NDTL negotiates leases

Oasis and Trust Lands agree on lease price and royalties for riverbed tracts

Mike Ellerd

Petroleum News Bakken

In what North Dakota Department of Trust Lands Minerals Management Division Director Drew Combs calls “a little unprecedented,” Trust Lands and Oasis Petroleum have agreed on a negotiated lease price of $8,000 per acre at a 20 percent royalty rate on 721 sovereign state mineral acres in seven tracts in McKenzie and Williams Counties.

The acreages in the seven tracts were never nominated for lease because they involved Missouri River riverbed tracts that were not part of Trust Lands’ inventory until the ordinary high watermark delineation study that began in 2009 revealed the tracts. Oasis had private mineral leases in the area and in 2010 approached Trust Lands expressing the company’s interest in leasing the seven tracts. However, at that time the tracts were on “pending” status because the riverbed survey was not complete. Because of expirations and obligations Oasis had on other leases in the area, Oasis developed the “pending” tracts without having the ability to nominate the unleased riverbed acreages.
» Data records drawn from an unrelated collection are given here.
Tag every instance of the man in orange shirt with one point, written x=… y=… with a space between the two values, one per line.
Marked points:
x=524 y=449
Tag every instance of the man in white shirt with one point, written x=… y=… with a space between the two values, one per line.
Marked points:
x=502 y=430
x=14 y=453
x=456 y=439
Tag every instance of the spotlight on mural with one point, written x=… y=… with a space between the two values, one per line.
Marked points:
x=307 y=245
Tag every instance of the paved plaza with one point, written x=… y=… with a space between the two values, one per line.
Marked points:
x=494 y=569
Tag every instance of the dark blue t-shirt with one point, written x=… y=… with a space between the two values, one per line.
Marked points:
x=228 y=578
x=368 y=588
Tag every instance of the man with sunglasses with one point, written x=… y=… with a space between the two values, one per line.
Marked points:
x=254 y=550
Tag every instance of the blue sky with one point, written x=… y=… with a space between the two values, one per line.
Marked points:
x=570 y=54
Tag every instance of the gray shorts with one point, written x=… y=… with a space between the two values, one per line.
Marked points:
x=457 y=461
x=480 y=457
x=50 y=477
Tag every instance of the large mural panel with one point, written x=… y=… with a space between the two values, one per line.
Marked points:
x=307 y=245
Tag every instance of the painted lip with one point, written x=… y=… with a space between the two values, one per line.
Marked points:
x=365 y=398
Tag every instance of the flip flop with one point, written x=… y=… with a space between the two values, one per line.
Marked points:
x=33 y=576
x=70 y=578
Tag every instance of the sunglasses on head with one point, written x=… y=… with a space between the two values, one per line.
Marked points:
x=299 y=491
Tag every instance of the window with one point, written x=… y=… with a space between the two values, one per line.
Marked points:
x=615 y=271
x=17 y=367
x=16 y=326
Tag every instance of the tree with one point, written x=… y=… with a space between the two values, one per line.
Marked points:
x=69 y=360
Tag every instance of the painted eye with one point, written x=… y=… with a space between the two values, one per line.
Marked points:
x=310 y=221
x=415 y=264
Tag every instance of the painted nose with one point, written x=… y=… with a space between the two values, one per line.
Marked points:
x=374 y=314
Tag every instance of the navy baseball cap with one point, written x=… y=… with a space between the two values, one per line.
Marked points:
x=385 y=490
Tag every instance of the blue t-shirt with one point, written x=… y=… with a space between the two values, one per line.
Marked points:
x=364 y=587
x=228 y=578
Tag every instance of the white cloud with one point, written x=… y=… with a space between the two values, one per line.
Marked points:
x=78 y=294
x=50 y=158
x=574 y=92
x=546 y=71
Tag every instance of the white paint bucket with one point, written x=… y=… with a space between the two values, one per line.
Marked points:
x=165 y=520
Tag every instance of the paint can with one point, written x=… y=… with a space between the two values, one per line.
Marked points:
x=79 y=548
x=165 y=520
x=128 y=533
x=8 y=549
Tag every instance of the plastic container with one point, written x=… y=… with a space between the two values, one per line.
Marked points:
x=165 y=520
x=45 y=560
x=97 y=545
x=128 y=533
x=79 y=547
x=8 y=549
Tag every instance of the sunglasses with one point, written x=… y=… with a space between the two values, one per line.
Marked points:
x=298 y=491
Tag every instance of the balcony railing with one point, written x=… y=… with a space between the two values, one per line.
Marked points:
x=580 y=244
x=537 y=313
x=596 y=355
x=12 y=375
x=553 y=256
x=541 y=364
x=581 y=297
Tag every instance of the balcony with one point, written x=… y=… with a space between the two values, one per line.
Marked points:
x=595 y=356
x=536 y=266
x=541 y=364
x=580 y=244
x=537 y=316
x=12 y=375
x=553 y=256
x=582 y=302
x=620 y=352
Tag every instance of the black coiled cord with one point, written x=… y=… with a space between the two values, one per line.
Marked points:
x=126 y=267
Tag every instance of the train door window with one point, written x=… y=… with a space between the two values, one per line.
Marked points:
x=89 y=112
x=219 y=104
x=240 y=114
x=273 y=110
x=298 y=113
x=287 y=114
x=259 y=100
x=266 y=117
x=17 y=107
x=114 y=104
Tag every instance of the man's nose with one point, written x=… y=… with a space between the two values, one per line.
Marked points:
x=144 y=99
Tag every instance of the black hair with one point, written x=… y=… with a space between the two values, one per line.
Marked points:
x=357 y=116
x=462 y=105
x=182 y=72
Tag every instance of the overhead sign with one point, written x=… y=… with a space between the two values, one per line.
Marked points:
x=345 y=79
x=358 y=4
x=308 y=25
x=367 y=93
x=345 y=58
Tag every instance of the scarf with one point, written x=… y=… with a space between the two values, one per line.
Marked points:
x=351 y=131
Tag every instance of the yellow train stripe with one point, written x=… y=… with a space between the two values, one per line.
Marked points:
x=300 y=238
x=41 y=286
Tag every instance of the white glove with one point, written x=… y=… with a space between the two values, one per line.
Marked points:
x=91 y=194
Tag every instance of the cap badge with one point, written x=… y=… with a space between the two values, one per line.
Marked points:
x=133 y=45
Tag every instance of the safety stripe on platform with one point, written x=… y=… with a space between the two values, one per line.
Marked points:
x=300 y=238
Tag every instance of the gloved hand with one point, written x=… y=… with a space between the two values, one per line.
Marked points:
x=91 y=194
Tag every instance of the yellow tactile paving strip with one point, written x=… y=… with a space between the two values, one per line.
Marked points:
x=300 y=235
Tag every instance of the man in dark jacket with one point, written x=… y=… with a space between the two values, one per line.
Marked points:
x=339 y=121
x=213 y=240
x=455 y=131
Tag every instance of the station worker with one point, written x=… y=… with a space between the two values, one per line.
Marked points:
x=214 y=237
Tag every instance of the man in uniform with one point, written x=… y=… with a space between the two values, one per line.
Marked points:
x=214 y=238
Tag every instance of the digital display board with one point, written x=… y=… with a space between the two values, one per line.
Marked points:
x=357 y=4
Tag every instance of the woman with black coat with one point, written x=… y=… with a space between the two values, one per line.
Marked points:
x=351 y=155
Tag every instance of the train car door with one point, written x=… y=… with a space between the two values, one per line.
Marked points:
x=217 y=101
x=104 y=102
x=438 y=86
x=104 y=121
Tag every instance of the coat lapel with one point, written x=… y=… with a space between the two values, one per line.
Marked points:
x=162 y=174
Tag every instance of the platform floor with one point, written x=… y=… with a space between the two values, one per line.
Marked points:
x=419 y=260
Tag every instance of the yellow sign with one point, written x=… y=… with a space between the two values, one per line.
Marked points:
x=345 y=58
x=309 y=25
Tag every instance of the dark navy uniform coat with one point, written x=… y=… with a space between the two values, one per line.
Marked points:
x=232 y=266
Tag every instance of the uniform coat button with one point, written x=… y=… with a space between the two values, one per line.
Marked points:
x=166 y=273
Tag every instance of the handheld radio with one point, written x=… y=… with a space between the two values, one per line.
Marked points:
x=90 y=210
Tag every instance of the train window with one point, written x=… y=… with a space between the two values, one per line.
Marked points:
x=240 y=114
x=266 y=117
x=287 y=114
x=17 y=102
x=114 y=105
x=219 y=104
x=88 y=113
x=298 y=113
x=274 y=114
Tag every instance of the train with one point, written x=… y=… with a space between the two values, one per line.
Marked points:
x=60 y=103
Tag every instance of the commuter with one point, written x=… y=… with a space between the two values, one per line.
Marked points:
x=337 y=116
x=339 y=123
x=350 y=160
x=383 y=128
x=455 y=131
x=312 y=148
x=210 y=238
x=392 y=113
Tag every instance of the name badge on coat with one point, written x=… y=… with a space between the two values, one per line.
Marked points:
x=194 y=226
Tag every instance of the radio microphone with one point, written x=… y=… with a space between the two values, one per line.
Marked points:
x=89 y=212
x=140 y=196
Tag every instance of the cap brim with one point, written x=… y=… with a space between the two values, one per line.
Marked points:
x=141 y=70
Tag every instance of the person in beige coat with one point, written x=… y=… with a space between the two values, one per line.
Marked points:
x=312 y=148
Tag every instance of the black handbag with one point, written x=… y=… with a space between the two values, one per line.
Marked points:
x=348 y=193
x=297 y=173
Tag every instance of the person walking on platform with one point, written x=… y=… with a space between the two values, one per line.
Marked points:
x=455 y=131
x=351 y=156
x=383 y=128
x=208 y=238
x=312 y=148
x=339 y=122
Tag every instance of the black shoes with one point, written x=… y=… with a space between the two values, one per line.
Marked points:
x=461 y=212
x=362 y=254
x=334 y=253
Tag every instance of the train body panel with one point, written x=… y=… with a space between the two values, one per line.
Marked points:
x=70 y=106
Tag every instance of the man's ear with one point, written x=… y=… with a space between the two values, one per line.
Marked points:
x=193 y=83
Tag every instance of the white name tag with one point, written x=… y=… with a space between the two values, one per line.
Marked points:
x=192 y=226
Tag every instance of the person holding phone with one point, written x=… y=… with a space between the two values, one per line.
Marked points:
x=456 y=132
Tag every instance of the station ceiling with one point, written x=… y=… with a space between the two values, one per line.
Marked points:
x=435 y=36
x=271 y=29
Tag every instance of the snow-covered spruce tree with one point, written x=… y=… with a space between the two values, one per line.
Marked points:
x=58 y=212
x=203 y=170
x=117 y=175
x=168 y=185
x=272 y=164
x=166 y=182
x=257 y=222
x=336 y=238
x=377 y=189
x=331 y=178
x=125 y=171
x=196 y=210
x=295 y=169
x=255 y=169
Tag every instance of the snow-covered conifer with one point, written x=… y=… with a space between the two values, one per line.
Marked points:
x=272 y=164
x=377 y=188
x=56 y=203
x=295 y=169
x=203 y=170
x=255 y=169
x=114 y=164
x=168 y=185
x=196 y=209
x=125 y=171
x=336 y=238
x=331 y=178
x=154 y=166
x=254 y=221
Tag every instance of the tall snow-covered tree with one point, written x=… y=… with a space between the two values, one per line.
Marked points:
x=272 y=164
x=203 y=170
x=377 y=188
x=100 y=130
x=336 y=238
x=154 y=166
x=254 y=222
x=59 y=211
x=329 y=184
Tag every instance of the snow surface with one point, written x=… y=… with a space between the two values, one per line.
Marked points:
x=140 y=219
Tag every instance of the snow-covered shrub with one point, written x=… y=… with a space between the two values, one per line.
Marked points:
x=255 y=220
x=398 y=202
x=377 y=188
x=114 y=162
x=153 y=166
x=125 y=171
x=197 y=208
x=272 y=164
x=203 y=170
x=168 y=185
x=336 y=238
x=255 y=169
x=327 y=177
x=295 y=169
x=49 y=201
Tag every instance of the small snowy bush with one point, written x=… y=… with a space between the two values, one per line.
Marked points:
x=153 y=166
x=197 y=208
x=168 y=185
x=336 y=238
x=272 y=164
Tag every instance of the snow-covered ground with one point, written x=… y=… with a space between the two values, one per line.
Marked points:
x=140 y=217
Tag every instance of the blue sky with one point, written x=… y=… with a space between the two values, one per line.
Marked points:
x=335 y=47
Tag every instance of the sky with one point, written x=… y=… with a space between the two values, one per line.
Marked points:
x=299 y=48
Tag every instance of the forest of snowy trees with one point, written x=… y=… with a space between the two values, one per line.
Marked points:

The riverbed survey was finished in 2012, and while many of the riverbed tracts have since been leased through Trust Lands’ quarterly auctions, the seven in question have not. Rather than nominate the tracts for auction, Oasis approached Trust Lands with an offer to negotiate leasing the tracts directly. Trust Lands determined that it had no legal obligation to offer the leases in a public auction and agreed to negotiate with Oasis.

Details of the deal

In those negotiations, Oasis noted leases in the area averaged approximately $4,409 per acre in 2010, but since then lease prices have increased and a nearby tract was leased in the May auction for $14,000 per acre. Oasis also noted that the royalty rate to the state in the area was 1/6 or 16.67 percent in 2010, and that the current royalty rate in the area stands at 3/16 or 18.75 percent. With that background, Oasis offered to pay $8,000 per acre and pay a higher royalty rate of 20 percent. Trust Lands felt the offer was acceptable and in the best interest of the state to accept.

State Land Commissioner Lance Gaebe then took the offer to the Board of University and School Lands, which is comprised of the governor, attorney general, secretary of state, state treasurer and the superintendent of public instruction. In its June 4 meeting the board voted to accept the offer.

“It all boils down to fair is fair - do we hold Oasis over a barrel?” Combs said of the negotiated leases. “In the end we made more money,” he said, adding that over the expected life of wells in the leases the state will make more per well with the higher royalty rate of 20 percent versus 18.75 percent. That, he said, far outweighs the lower lease price of $8,000 per acre versus the $14,000 paid for a nearby lease in May.